When saving thousands or millions of files to a harddisk or external storage device like the NetApp, this needs to be done in a structured way or accessing the files will eventually become very slow because directory listings will get large and take long to process. In our experience there is a limit of 10,000 entries per folder that should not be exceeded to prevent this performance degradation. Thus our depositories (media sets) contain a subdirectory structure to prevent the excess of this limit. While the subdirectory structure solves this problem, it uses several times more filesystem units or inodes (in case of linux based devices like the NetApp) than the files alone would. When saving millions of files into the same media set and with inappropriate settings, this might cause the filesystem to run out of units / inodes although there is still free space available. This and the following information needs to be taken into account when creating and configuring the depositories.
- In yuuvis on-premises all media sets are treated equally. The following points apply to WORK, CACHE and ARCHIVE media sets alike.
- The subdirectory structure is configurable in the number of layers and the character length of the directory-names on each layer. By default this is set to 4 layers of directories where each directory has 3 (hexadecimal) characters as its name. So for example, when saving the file example.pdf it will be put in the location: ...\WORK\jas\0BC\A65\734\C79\example.pdf
If you would reconfigure this to 3 layers of 2 characeters, it would look like this: ...\WORK\jas\0B\CA\65\example.pdf - The hexadecimal characters used for the subdirectory names are taken from the 32 characters long GUID that the dms-service assignes to the content-file (from left to right). So when saving the file example.pdf, first of all a GUID is genereated and assigned (in the example it is 0BCA65734C7947DF905BDACB4B4AC782) and then the content-file is put into the subdirectories corresponding to this value. This also implies that the sum of all character lengths must be less than or equal to 32.

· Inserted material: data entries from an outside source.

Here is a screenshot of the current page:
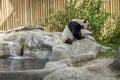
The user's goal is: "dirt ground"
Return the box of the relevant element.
[79,58,120,80]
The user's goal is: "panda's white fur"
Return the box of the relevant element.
[62,24,75,43]
[62,19,91,44]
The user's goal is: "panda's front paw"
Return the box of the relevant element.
[64,39,72,44]
[82,36,85,39]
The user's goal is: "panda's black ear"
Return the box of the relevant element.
[83,19,87,23]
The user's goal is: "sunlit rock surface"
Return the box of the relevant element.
[43,67,87,80]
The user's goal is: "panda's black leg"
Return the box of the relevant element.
[64,39,72,44]
[79,31,85,39]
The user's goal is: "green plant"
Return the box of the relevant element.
[43,0,109,40]
[109,16,120,44]
[82,0,110,39]
[103,15,120,43]
[115,74,120,79]
[43,0,80,32]
[97,40,119,57]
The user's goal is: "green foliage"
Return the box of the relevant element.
[43,0,109,38]
[103,15,120,43]
[115,74,120,79]
[97,40,119,50]
[79,0,110,39]
[97,40,119,58]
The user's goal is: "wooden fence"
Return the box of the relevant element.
[0,0,66,30]
[0,0,120,30]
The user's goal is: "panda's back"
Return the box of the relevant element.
[62,25,74,42]
[68,21,83,33]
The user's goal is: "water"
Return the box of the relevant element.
[8,56,34,59]
[0,58,48,71]
[0,42,49,71]
[7,42,17,56]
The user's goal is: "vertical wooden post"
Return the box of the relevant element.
[25,0,27,25]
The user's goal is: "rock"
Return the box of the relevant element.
[87,64,103,73]
[0,69,55,80]
[23,31,62,59]
[0,41,10,57]
[50,39,112,62]
[0,33,6,41]
[0,41,22,57]
[49,44,71,61]
[70,39,112,62]
[79,58,118,80]
[45,59,71,70]
[6,26,44,33]
[43,67,87,80]
[0,26,115,80]
[111,47,120,69]
[23,31,52,59]
[99,45,113,52]
[4,31,26,43]
[0,26,112,61]
[81,29,96,42]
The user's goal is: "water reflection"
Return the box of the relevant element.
[0,58,48,71]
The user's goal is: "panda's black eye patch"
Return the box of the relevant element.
[88,24,89,27]
[81,26,84,28]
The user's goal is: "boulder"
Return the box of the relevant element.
[0,69,55,80]
[0,26,114,80]
[79,58,117,80]
[1,27,62,59]
[0,33,6,41]
[0,26,112,62]
[49,44,71,61]
[50,39,112,62]
[0,41,10,57]
[0,41,22,58]
[70,39,112,62]
[111,47,120,69]
[23,31,62,59]
[6,26,44,33]
[43,67,87,80]
[45,59,71,70]
[81,29,96,42]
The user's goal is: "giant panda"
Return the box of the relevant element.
[62,19,91,44]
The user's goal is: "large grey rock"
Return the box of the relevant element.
[0,33,6,41]
[23,31,62,59]
[70,39,112,62]
[0,41,22,57]
[0,26,114,80]
[0,69,56,80]
[6,26,44,33]
[50,39,112,62]
[49,44,71,61]
[0,26,112,61]
[79,58,117,80]
[111,47,120,69]
[45,59,71,70]
[1,27,62,59]
[43,67,87,80]
[0,41,10,57]
[81,29,96,42]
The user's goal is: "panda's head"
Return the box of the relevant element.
[71,19,91,30]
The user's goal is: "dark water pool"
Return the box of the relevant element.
[0,57,48,71]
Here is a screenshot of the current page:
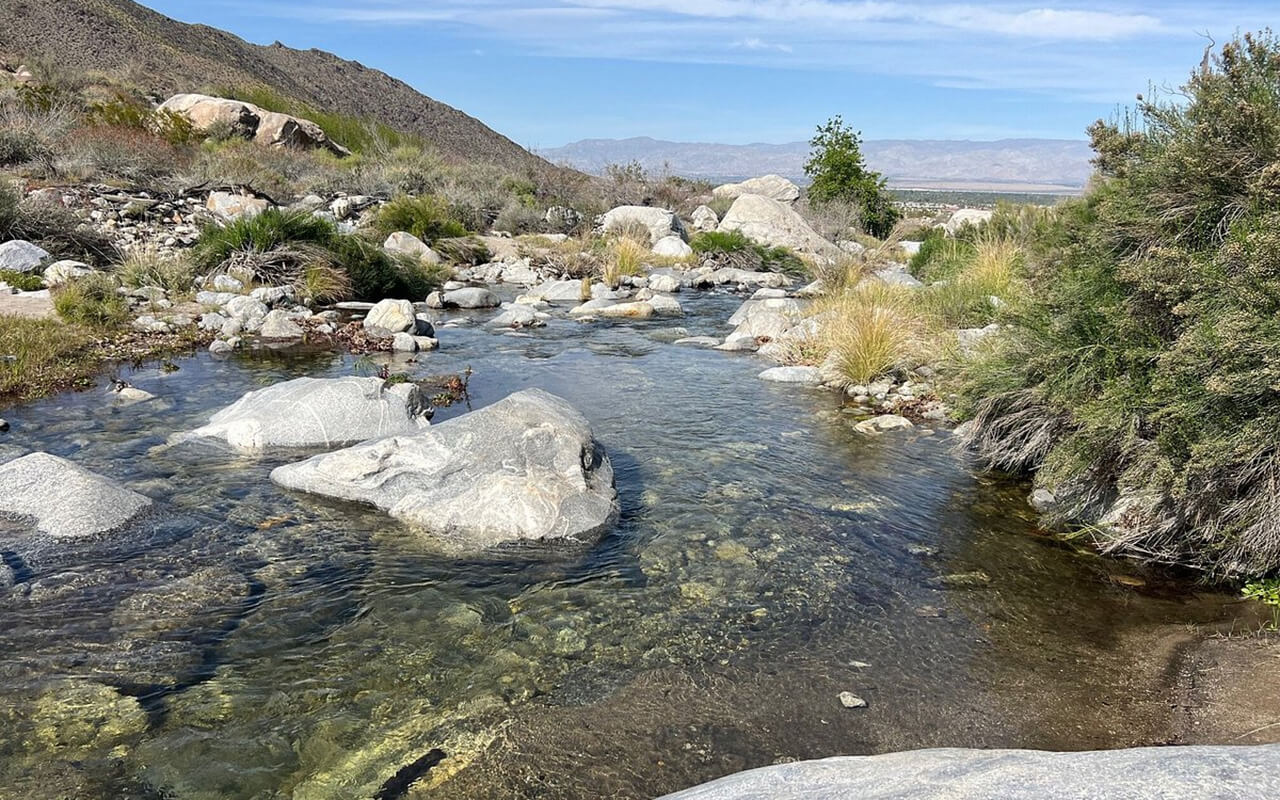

- Since we have the limit of 10,000 entries per folder, the character length of the foldernames should not exceed 3 characters. This is because with 3 characters we have a maximum of 4096 possible folders per layer (16 possibilities per character, to the power of 3 yields 16*16*16 = 4096). If 4 characters are taken this value increases to 16^4= 65,536 which is already far beyond 10,000.
- The content-file is not just put directly under the last of the structural subdirectories but has a container-folder named by the entire GUID. This contains more files and folders for technical reasons, so that the actual structure look like this:
"...\WORK\jas\0BC\A65\734\C79\0BCA65734C7947DF905BDACB4B4AC782\D-1_1\DATAFILES\example.pdf" +
"...\WORK\jas\0BC\A65\734\C79\0BCA65734C7947DF905BDACB4B4AC782\D-1_1\ok" - Using this default configuration means that for each content-file you will have another 7 directories (4 structural, 1 container, 2 technical) and 1 more file (technical "ok" file).
This ratio will only get "better" once there are more container-folders than leaf-directories (i.e. structural folders on the last layer). With 4 layers of 3-character subdirectories the number of possible leaf-directories is (16^3)^4 = 281,474,976,710,656. Since the GUID-function spreads very good, the possibility of having two container-folders ending up in the same leaf-directory is very low. Thus you need to calculate with 8 additional filesystem units / inodes per content-file. - Also take into account that the content-files might be edited within its yuuvis lifetime and, because of the versioning, the files in the depositories are not replaced but another version is saved. Thus you will have to calculate with the maximum number of files times 9 and multiply this with the average number of versions that each file will (expectedly) have in order to determine your maximum needed number of filesystem units / inodes.
- You can decrease this number significantly by the follwoing two ways:
- Compress the container-folder to a single .zip file. This will replace the container-folder and all of its contents with a <GUID>.zip file. Thus taking 5 of the 8 additional units/indoes away.
To do this, check the "compress" checkbox of the media set settings (turn details on). - Reduce the number of layers of the structural folders. Each removed layer will reduce the number of additionally needed units/inodes by 1.
To do this, define a custom "template for subdirectories" value in the media set settings. The syntax is "<number of characeters for layer 1 subdirectories>,<number of characeters for layer 2 subdirectories>,<number of characeters for layer 3 subdirectories>" and so on. The default value is "3,3,3,3" meaning 4 layers with 3 characters each.
Keep in mind that each removed layer will reduce the number of leaf-directories and thus the number of content-files before exceeding 10,000 entries per folder. As an example: Having 2 layers of 3 characters yields to ~16 mio. leaf-directories which means that after ~16 mio * 10,000 = ~160 billion content-files you will exceed this limit. With 1 layer of 3 characters this will be 4096 leaf-directories and after ~41 mio content-files the limit is exceeded.
- Compress the container-folder to a single .zip file. This will replace the container-folder and all of its contents with a <GUID>.zip file. Thus taking 5 of the 8 additional units/indoes away.
For NetApp Users: The number of available inodes can be re-configured even if the volume is already created and used but this leads to less available storage space than when configuring it during creation time. So if you can, try to avoid re-configuration during runtime.